田季安听说吐突承璀率领军队讨伐王承宗,召集手下的将士说:“朝廷的军队已经二十五年没有跨过黄河了,现在一旦越过魏州去讨伐赵州。赵州如果被朝廷攻灭,魏州也就会跟着被攻灭了,我们应该想什么办法应对呢?”他的部将中有一个人从队列中站出来说:“请借给我五千骑兵,我来为您解除这个忧患!”田季安大声喊道:“真是壮烈啊!军队马上就要出发,凡是阻止和破坏这次行动的人,一律斩首!”
幽州牙将、绛州人谭忠奉命出使魏州,得知了田季安的计谋,便去对田季安说:“按照您的计谋行事,这是引来天下的军队攻打魏州啊。为什么这么说呢?现在朝廷的军队越过魏州去讨伐赵州,陛下不任用经验丰富的老臣和有威望的老将,却把兵权专门交给宦官;不征调天下的军队,却主要派出神策军。您知道这是谁出的计谋吗?这其实是陛下自己的计谋,陛下是想通过平定赵州,向臣下夸耀自己的能耐,让他们臣服。如果朝廷的军队还没有攻打赵州,就先在魏州被打得大败,那陛下的计谋就反而比不上臣子了,陛下难道能不被天下人耻笑吗!陛下既感到羞耻又感到愤怒,就必定会任用有智谋的人,谋划长远的计策;倚仗勇猛的将领,训练精锐的士兵,竭尽全力再次率军渡过黄河。陛下会吸取之前失败的教训,必定不会再越过魏州去讨伐赵州;权衡罪责的轻重,必定不会先攻打赵州,再攻打魏州。这样一来,就会形成不上不下的局面,朝廷的军队就会直接冲着魏州来了。”田季安说:“既然这样,那我们应该怎么办呢?”谭忠说:“朝廷的军队进入魏州境内,您就隆重地犒劳他们。在这之后,您调动所有的军队,进逼魏州的边境,声称要讨伐赵州,但暗地里却派人给赵州人送去书信,说:‘魏州如果出兵讨伐赵州,那么黄河以北的忠义之士会说魏州出卖朋友;魏州如果援助赵州,那么黄河以南的忠君之臣会说魏州背叛君主。出卖朋友、背叛君主的恶名,魏州是不愿意承受的。您如果能暗中解除防御工事,送给魏州一座城池,魏州就可以拿这座城池向天子奏报捷讯,作为魏州效忠朝廷的凭证。

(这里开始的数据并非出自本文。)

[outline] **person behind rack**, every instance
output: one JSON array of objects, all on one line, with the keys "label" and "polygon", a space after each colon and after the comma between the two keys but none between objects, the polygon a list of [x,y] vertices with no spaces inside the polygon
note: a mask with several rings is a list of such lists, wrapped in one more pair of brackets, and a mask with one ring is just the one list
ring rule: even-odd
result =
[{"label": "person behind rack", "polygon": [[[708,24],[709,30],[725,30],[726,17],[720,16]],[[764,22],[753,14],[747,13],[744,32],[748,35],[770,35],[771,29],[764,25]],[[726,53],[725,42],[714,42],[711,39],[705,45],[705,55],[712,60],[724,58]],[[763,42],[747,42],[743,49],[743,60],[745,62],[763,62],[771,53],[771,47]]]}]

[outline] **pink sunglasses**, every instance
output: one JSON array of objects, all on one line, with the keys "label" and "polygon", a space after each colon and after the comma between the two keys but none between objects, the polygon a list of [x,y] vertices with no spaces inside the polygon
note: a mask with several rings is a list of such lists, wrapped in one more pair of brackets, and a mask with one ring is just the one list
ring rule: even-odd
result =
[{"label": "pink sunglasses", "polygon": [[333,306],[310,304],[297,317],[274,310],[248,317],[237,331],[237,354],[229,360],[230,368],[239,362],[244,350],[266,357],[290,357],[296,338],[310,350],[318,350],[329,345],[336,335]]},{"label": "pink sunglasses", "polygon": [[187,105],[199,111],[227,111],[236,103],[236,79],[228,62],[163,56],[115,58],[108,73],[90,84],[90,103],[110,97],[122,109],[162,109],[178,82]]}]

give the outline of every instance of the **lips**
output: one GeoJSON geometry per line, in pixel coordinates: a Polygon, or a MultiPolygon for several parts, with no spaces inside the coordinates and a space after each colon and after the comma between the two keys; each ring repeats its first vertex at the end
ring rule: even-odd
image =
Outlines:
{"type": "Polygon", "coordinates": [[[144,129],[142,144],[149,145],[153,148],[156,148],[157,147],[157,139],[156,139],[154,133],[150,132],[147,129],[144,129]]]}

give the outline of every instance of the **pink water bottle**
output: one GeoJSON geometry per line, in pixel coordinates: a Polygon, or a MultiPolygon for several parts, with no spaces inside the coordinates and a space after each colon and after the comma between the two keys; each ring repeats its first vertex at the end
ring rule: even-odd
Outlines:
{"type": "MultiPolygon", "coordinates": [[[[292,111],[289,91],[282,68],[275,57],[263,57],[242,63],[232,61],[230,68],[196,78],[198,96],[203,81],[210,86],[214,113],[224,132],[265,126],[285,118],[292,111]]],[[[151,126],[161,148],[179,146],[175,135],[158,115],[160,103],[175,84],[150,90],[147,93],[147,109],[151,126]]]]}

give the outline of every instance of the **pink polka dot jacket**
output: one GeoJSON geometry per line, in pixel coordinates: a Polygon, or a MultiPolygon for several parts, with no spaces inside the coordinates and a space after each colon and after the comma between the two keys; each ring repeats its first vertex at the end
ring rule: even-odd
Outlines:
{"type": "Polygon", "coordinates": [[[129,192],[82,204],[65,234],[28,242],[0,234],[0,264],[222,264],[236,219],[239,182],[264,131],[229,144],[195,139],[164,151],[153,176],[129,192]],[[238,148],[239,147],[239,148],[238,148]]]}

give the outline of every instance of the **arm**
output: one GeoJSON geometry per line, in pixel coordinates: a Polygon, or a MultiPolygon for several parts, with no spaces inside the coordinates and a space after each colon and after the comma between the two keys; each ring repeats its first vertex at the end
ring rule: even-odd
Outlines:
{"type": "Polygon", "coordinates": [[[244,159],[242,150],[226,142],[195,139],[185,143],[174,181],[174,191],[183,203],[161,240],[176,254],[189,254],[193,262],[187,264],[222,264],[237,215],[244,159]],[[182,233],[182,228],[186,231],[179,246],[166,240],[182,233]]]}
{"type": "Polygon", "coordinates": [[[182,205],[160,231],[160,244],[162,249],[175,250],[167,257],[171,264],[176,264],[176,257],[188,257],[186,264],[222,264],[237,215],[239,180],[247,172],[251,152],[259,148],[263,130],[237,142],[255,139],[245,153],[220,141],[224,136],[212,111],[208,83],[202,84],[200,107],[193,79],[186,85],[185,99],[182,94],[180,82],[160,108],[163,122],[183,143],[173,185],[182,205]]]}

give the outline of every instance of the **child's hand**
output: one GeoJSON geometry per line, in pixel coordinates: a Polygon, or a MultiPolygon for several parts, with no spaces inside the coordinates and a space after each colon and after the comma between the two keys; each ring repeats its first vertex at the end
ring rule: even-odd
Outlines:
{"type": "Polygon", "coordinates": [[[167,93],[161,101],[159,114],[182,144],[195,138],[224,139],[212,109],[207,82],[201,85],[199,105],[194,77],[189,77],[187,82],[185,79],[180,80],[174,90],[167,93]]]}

这样一来,魏州向北可以侍奉赵州,向西可以做朝廷的臣子;对赵州来说,只不过是损失了一点点土地;对魏州来说,却能获得前所未有的利益,您难道会对魏州没有一点心意吗!’赵州人如果不拒绝您的好意,那么魏州称霸的根基就稳固了。”田季安说:“好计策!先生您来到魏州,真是上天眷顾魏州啊。”于是田季安采纳了谭忠的计谋,与赵州人暗中谋划,得到了赵州的堂阳县。谭忠返回幽州后,又谋划着想要激发刘济去讨伐王承宗。恰逢刘济召集各位将领商议说:“天子知道我怨恨赵州,现在命令我讨伐赵州,赵州也必定会大规模地防备我。出兵讨伐和不出兵讨伐,哪种做法对我们更有利呢?”谭忠连忙回答说:“天子最终是不会让我们讨伐赵州的,赵州也不会防备幽州。”刘济愤怒地说:“你为什么不直接说我和王承宗一起谋反呢!”下令将谭忠关进监狱。刘济派人侦察成德镇的边境,果然发现赵州没有防备幽州。过了一天,朝廷的诏书果然送到了,命令刘济“专门镇守北部边疆,不要让朕再为外族入侵的事情担忧,这样朕就能专心对付王承宗了”。刘济这才下令释放谭忠,召见他说:“果然像你判断的那样,你是怎么知道会这样的呢?”谭忠说:“卢从史表面上亲近幽州,内心实际上却猜忌幽州;表面上与赵州断绝关系,内心实际上却和赵州勾结。他为赵州谋划说:‘幽州把赵州当作屏障,虽然怨恨赵州,但必定不会攻打赵州,赵州不必防备幽州。’他这样做,一是向赵州表明自己不敢对抗幽州,二是让幽州受到天子的猜疑。赵州人既然不防备幽州,潞州人就会跑去告诉天子说:‘幽州非常怨恨赵州,赵州被朝廷讨伐,却不防备幽州,这说明幽州和赵州一起谋反了。’这就是我知道天子最终不会让您讨伐赵州,赵州也不会防备幽州的原因。”刘济说:“那现在我们应该怎么办呢?”谭忠说:“幽州和赵州结下仇怨,天下人没有不知道的。现在天子讨伐赵州,您坐拥整个幽州的军队,却没有一个人渡过易水,这正好让潞州人得以向赵州卖好,向陛下表明自己的忠心,两边都能达到目的。这样一来,幽州虽然心怀忠义,最终却会背上偏袒赵州的恶名,不仅得不到赵州人的感激,只会让恶劣的名声在天下四处传播。希望您仔细考虑这件事!”刘济说:“我知道该怎么做了。”于是下令军中:“五天之内,全军必须全部出发,有敢拖延的,就处以醢刑,斩首示众!”